Get paid what you are owed.
With so many changes taking place in healthcare reimbursement, including the transition to value-based payments, payer consolidation, the growing popularity of high-deductible insurance policies, and the expansion of telehealth, the start of the new year is a good time to evaluate what primary care physicians can expect financially.
Here is a look at what is coming your way in 2016 and how you can be ready.
While the Merit-based Incentive Payment System (MIPS) and Alternative Payment Models (APM) don’t go into effect until January 1, 2019, now is the time for physicians to become informed and start any necessary practice transformations, according to Wanda D. Filer, MD, FAAFP, a family physician in York, Pennsylvania, and president of the American Academy of Family Physicians (AAFP).
She notes that there are numerous moving parts in the Medicare Access and CHIP Reauthorization Act of 2015 (MACRA) and the specific rules that will be developed to implement it. “This is not a year to disconnect in terms of what’s going on out there,” she says. “AAFP is working to make sure the rules are primary-care-friendly, particularly that physicians who are practice owners are treated equitably.”
AAFP has recommended that its members become certified as patient-centered medical homes for many years, and she is encouraging them to continue in that work in 2016. “That would get them very quickly into the APM arm of this, which frankly we think most of them would prefer. It gives them a lot of upside potential financially with no downside,” she says.
Shari Erickson, MPH, vice president of governmental and medical practice for the American College of Physicians, agrees that physicians need to use 2016 to become educated about the new program. “It incorporates previously existing programs and we hope to see them improved as they come together,” she says.
Existing quality programs that are covered under MACRA include the Physician Quality Reporting System (PQRS), the Value-based Modifier Program, and Meaningful Use. Critical Practice Improvement Activities are a new component. “The intent of the MIPS legislation is to bring these together to streamline and simplify these different programs, which currently have different reporting periods and different feedback loops.
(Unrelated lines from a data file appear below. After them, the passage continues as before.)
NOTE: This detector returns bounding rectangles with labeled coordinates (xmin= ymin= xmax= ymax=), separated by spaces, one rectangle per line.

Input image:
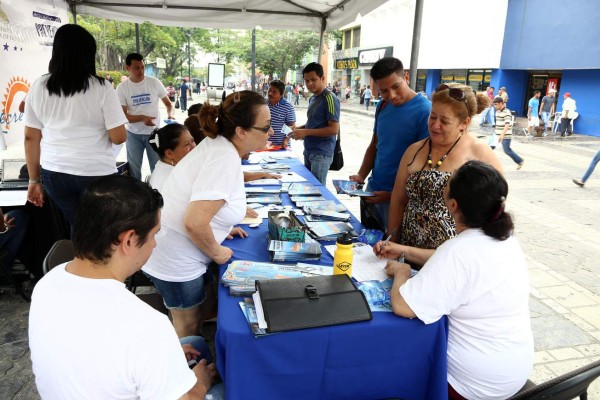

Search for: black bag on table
xmin=329 ymin=131 xmax=344 ymax=171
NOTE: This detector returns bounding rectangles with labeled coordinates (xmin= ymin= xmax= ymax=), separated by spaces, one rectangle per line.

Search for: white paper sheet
xmin=0 ymin=190 xmax=27 ymax=207
xmin=325 ymin=242 xmax=388 ymax=282
xmin=252 ymin=290 xmax=267 ymax=329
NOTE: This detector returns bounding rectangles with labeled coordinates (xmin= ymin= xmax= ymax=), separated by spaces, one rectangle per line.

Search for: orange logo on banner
xmin=0 ymin=77 xmax=29 ymax=131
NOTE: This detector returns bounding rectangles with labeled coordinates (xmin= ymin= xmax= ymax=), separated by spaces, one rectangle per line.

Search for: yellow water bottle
xmin=333 ymin=233 xmax=354 ymax=277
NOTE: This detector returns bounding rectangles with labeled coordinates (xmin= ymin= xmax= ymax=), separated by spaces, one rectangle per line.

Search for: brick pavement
xmin=0 ymin=93 xmax=600 ymax=400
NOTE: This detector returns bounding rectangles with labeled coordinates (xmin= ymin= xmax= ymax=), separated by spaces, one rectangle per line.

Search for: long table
xmin=216 ymin=154 xmax=447 ymax=400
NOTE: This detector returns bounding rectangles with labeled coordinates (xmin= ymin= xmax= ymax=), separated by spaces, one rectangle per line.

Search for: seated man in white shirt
xmin=29 ymin=175 xmax=223 ymax=400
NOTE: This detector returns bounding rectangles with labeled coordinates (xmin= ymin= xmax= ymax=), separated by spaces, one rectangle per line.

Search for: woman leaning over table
xmin=386 ymin=161 xmax=533 ymax=399
xmin=25 ymin=24 xmax=127 ymax=225
xmin=148 ymin=123 xmax=196 ymax=193
xmin=374 ymin=83 xmax=502 ymax=268
xmin=142 ymin=91 xmax=273 ymax=337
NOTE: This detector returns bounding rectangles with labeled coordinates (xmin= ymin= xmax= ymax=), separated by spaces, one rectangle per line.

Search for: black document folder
xmin=256 ymin=274 xmax=372 ymax=333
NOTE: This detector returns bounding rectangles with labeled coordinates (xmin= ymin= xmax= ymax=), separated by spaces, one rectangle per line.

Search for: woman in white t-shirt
xmin=25 ymin=24 xmax=127 ymax=225
xmin=149 ymin=124 xmax=196 ymax=193
xmin=386 ymin=161 xmax=533 ymax=399
xmin=143 ymin=91 xmax=273 ymax=337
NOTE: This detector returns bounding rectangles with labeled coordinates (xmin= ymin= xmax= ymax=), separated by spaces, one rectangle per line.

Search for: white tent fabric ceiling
xmin=66 ymin=0 xmax=387 ymax=32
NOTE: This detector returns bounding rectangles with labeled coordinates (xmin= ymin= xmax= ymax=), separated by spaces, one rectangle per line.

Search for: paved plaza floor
xmin=0 ymin=93 xmax=600 ymax=400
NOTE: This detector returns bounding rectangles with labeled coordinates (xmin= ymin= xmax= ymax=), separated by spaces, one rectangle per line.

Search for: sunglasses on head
xmin=252 ymin=124 xmax=271 ymax=133
xmin=435 ymin=83 xmax=471 ymax=115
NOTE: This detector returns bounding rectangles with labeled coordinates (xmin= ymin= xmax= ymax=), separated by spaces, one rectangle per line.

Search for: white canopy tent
xmin=65 ymin=0 xmax=424 ymax=87
xmin=65 ymin=0 xmax=387 ymax=31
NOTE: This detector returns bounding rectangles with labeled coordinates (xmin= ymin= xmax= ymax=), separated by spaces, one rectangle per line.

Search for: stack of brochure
xmin=298 ymin=200 xmax=348 ymax=214
xmin=269 ymin=237 xmax=321 ymax=261
xmin=246 ymin=193 xmax=281 ymax=204
xmin=304 ymin=207 xmax=350 ymax=222
xmin=221 ymin=260 xmax=333 ymax=296
xmin=333 ymin=179 xmax=374 ymax=197
xmin=305 ymin=221 xmax=358 ymax=241
xmin=287 ymin=182 xmax=321 ymax=196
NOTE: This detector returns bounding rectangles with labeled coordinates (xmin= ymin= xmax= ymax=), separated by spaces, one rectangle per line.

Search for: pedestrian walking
xmin=493 ymin=97 xmax=525 ymax=170
xmin=573 ymin=150 xmax=600 ymax=187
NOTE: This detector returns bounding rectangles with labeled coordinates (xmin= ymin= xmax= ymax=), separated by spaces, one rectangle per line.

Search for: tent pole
xmin=317 ymin=17 xmax=327 ymax=64
xmin=69 ymin=3 xmax=77 ymax=25
xmin=135 ymin=22 xmax=140 ymax=54
xmin=409 ymin=0 xmax=425 ymax=90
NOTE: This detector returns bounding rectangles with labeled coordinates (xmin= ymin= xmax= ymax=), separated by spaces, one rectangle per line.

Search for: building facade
xmin=330 ymin=0 xmax=600 ymax=136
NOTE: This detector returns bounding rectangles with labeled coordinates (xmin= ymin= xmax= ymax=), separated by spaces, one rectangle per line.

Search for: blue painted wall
xmin=500 ymin=0 xmax=600 ymax=69
xmin=425 ymin=69 xmax=442 ymax=100
xmin=557 ymin=69 xmax=600 ymax=136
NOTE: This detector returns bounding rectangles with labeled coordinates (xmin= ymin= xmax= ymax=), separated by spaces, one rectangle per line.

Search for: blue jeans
xmin=581 ymin=150 xmax=600 ymax=182
xmin=41 ymin=168 xmax=107 ymax=228
xmin=0 ymin=209 xmax=29 ymax=275
xmin=179 ymin=336 xmax=225 ymax=400
xmin=179 ymin=92 xmax=187 ymax=111
xmin=542 ymin=111 xmax=550 ymax=129
xmin=304 ymin=150 xmax=333 ymax=186
xmin=146 ymin=274 xmax=206 ymax=310
xmin=127 ymin=131 xmax=160 ymax=180
xmin=479 ymin=106 xmax=496 ymax=125
xmin=502 ymin=138 xmax=523 ymax=164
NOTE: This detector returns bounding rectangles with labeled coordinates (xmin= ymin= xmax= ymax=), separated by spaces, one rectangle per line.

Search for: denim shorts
xmin=146 ymin=274 xmax=206 ymax=310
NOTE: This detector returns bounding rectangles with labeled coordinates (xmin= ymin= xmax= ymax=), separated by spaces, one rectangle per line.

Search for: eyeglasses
xmin=252 ymin=124 xmax=271 ymax=133
xmin=435 ymin=83 xmax=471 ymax=116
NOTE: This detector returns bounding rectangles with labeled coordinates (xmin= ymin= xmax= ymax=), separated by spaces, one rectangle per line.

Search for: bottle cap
xmin=336 ymin=232 xmax=352 ymax=245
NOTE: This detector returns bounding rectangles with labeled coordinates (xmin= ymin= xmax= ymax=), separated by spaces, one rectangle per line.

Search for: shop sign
xmin=358 ymin=46 xmax=394 ymax=65
xmin=335 ymin=57 xmax=358 ymax=69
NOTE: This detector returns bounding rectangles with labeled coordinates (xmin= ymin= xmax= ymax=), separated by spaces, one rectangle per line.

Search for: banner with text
xmin=0 ymin=0 xmax=69 ymax=150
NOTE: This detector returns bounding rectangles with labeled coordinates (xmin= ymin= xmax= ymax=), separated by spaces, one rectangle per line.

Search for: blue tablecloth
xmin=216 ymin=153 xmax=447 ymax=400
But with anything new, it is confusing,” Erickson says.
Because 2016 will be the last reporting year for the existing quality programs, Erickson says that paying attention to them in terms of feedback reports for the Value -based Modifier Program will be helpful, because they will give physicians a sense of where they stand. Erickson also encourages physicians to work on incorporating some of the newer billing codes, such as transitional care management, chronic care management, and advance care planning, into their practice, as well as the Welcome to Medicare and Annual Wellness Visit.
“If the practice can build in the capacity for these codes, it can bring in some extra funding and help them align their workflows and processes toward becoming a medical home. They also help you provide better patient care,” she says. “It’s not easy, and may require some staff training, but it is worth it.”
With Aetna’s proposed acquisition of Humana for $37 billion and Anthem’s $54 billion bid for Cigna, many markets could find themselves with fewer payers in the near future. “We are concerned about the consolidation,” Filer says. “It feels potentially anti-competitive. We are concerned about the impact on cost and the ability to give patients choice around their insurers.”
AAFP Board Chair Robert Wergin, MD, a family physician in Nebraska, points out that with these mergers, some payer companies now have annual budgets comparable to some of the world’s 30 largest countries. “These organizations are immense, and their mergers are leaving patients with fewer choices,” Wergin says. It can be bad for physicians’ bottom lines too, he adds.
“I often use an analogy of the bully on a third-grade playground. They don’t pick on the biggest, toughest kid. They pick on the wimp, and you know who the wimp is? Small individual practices,” he says. He practices in a county with about 17,500 people, which isn’t a large enough population to give him any leverage with payers. Primary care physicians (PCPs) in such small communities are at risk of facing “take it or leave it” contracts, he notes.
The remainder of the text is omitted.